They say that every survival scenario defines a case of survival of the fittest. You might think you can make it, regardless of what the world throws at you, but what if you’re not alone? If you have loved ones depending on you, family survival becomes your main priority.

That being said, sometimes a group has better odds of surviving under the right leadership. Regardless if you prepare for or with your family, there are some principles you need to implement. Groups with great leaders can pretty much accomplish anything. Being a survival leader and the head of the family isn’t easy. You already struggled to build a family, now is the time to develop them into a survival group.

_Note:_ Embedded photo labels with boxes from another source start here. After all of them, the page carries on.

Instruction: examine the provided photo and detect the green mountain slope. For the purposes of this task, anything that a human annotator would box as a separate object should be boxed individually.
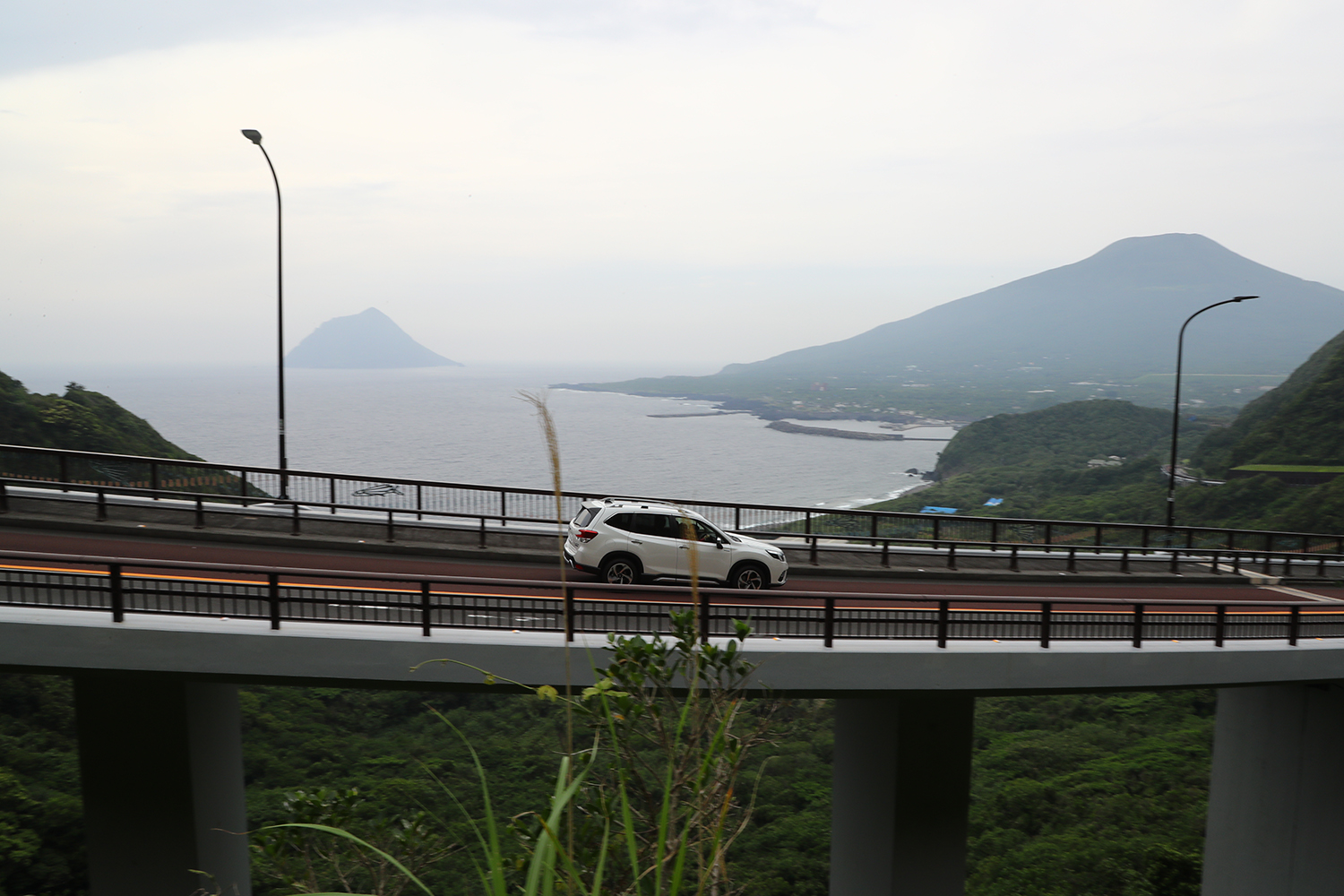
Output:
[0,374,203,461]
[567,234,1344,419]
[1193,326,1344,474]
[935,401,1172,479]
[0,675,1214,896]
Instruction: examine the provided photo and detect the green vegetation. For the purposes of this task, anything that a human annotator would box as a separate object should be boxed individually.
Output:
[0,676,1214,896]
[870,392,1344,535]
[1193,326,1344,474]
[935,401,1177,479]
[0,374,202,461]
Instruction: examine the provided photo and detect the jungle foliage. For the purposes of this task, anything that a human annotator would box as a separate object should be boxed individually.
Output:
[0,676,1214,896]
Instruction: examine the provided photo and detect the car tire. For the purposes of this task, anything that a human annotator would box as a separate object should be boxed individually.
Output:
[728,563,771,591]
[599,554,644,584]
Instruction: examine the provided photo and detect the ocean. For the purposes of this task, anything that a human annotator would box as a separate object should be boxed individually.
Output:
[5,366,953,508]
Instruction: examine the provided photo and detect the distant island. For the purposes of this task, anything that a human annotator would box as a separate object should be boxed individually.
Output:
[285,307,462,369]
[551,234,1344,422]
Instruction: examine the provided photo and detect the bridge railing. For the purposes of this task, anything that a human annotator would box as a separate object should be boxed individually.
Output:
[0,551,1344,648]
[0,444,1344,555]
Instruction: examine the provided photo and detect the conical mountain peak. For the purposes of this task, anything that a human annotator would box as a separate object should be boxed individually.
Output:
[285,307,461,369]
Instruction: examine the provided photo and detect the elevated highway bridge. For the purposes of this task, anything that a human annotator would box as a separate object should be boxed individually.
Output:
[0,447,1344,896]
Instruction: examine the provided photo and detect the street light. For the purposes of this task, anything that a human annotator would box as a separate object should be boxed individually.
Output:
[1167,296,1260,530]
[244,127,289,500]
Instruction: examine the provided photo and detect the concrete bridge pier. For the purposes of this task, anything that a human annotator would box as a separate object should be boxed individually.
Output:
[1202,683,1344,896]
[831,694,976,896]
[75,673,252,896]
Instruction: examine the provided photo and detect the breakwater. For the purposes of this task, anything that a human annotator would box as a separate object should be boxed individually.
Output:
[765,420,906,442]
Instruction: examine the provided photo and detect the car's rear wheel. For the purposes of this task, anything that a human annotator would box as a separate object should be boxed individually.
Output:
[599,556,644,584]
[728,563,771,591]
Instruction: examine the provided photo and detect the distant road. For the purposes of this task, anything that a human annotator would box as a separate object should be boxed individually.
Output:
[0,528,1341,610]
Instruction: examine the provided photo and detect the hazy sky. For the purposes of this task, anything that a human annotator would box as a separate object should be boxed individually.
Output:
[0,0,1344,374]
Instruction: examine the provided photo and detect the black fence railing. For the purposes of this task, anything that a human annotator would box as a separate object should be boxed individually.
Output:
[0,551,1344,648]
[0,444,1344,556]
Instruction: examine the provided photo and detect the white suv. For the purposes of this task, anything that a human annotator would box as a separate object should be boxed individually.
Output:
[564,498,789,589]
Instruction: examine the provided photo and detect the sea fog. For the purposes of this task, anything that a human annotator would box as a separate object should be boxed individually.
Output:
[5,366,953,506]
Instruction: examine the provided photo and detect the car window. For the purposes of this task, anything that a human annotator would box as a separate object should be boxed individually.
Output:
[631,513,676,538]
[676,516,719,541]
[607,513,642,532]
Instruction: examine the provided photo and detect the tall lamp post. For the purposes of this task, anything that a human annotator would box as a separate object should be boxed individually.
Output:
[244,127,289,500]
[1167,296,1260,530]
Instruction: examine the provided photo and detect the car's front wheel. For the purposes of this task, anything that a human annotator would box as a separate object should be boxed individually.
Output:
[728,563,771,591]
[599,556,644,584]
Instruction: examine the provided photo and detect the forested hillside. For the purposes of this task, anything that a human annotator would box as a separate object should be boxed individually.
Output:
[871,401,1211,522]
[0,675,1214,896]
[1193,327,1344,476]
[0,374,202,461]
[935,401,1172,479]
[871,375,1344,535]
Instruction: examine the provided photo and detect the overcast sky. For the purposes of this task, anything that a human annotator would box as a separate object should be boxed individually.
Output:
[0,0,1344,374]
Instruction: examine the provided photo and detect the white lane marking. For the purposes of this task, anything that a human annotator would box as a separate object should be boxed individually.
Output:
[1257,584,1344,603]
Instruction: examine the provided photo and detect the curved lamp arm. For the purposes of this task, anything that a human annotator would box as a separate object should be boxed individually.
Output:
[1167,296,1260,530]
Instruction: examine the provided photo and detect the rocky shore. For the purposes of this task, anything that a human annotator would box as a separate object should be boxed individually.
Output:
[765,420,906,442]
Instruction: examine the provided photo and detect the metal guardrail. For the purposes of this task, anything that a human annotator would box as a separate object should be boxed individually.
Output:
[0,551,1344,648]
[0,444,1344,578]
[0,444,1344,555]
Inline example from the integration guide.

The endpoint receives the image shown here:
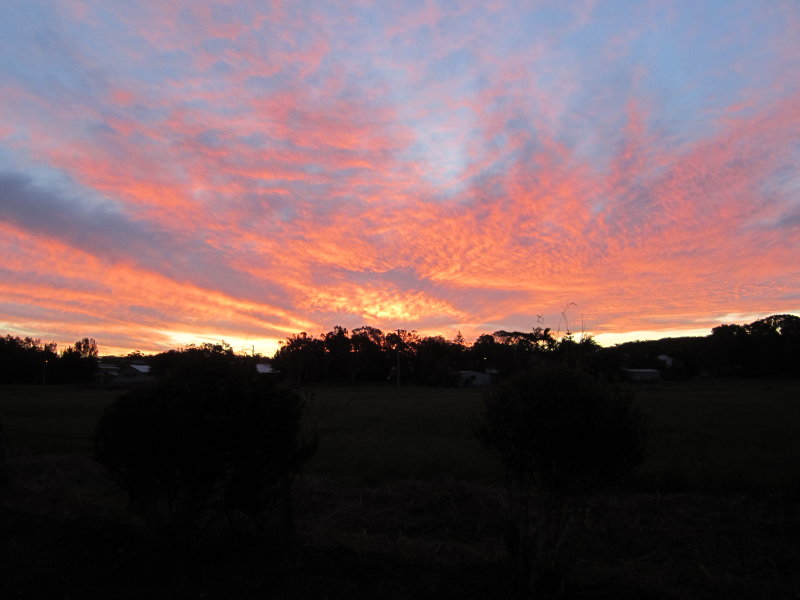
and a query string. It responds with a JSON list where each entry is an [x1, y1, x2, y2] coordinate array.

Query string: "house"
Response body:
[[622, 369, 661, 381], [119, 365, 150, 377], [256, 363, 277, 375], [458, 371, 492, 387]]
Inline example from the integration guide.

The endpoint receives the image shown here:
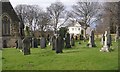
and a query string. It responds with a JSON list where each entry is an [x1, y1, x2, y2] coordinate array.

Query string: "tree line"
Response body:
[[15, 1, 118, 38]]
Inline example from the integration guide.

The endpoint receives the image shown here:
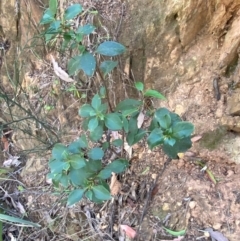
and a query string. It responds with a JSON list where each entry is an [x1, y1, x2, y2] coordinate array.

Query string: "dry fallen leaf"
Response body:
[[110, 172, 122, 196], [16, 202, 26, 214], [205, 228, 229, 241], [50, 55, 74, 82], [137, 112, 144, 128], [3, 156, 21, 167], [120, 225, 137, 238], [191, 135, 202, 142]]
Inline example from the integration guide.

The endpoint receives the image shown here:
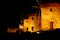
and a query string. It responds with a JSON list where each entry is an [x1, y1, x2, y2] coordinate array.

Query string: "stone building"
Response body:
[[19, 3, 60, 32]]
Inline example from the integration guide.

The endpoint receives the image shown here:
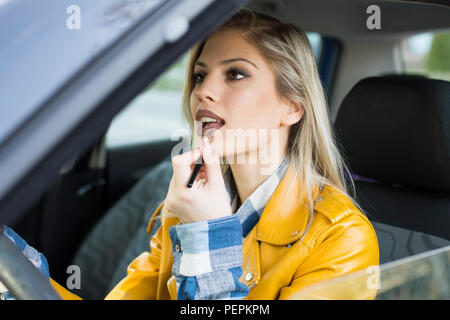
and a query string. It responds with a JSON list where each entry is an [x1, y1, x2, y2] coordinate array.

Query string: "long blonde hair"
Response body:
[[182, 8, 359, 222]]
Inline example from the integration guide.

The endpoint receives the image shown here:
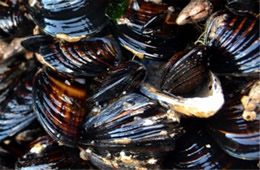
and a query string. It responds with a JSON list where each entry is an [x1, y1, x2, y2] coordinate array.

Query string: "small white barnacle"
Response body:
[[30, 143, 47, 154]]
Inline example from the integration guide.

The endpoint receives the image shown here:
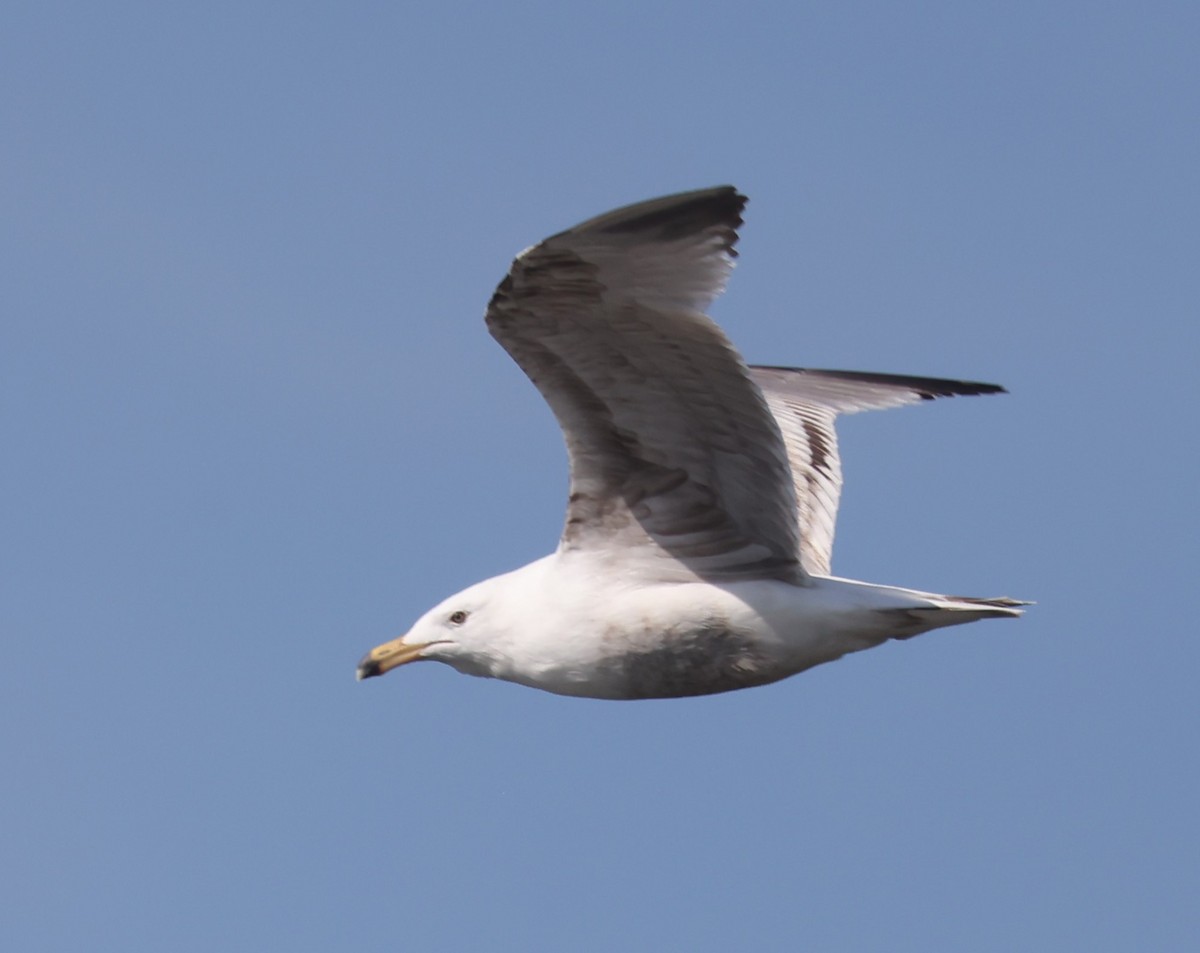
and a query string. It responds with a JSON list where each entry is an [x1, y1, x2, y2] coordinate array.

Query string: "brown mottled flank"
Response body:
[[604, 622, 779, 699]]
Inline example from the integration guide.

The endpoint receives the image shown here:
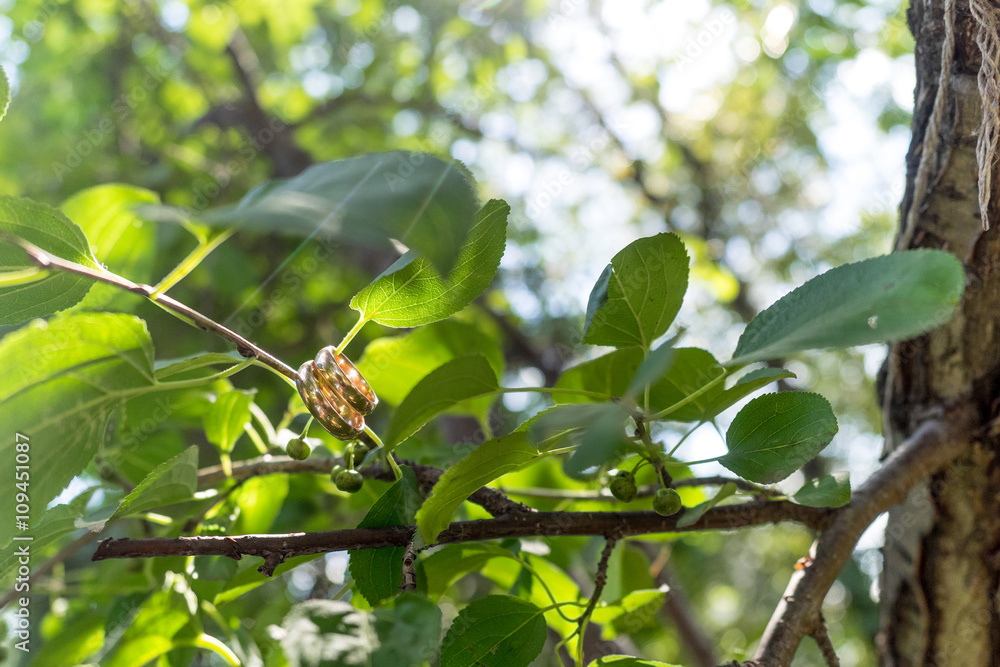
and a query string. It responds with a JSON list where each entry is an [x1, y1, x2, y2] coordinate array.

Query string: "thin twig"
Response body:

No matter how you look at things, being part of a dysfunctional team, can lead to disaster during an emergency situation. They may not all agree with your rules and plans for the future, but you can’t distance yourself from them. You should never see those close to you as expendables and you should always value them.

Just like you put a lot of effort into your prepping plans, human relationships need nurturing to survive. There is a natural tendency for families to get along since blood is thicker than water, but never take this for granted. As days turn into weeks and months, bad feelings can start to fester and frustration can pile up. Exposing your family members to an austerity scenario with no electricity, no water and no food can cause alienation.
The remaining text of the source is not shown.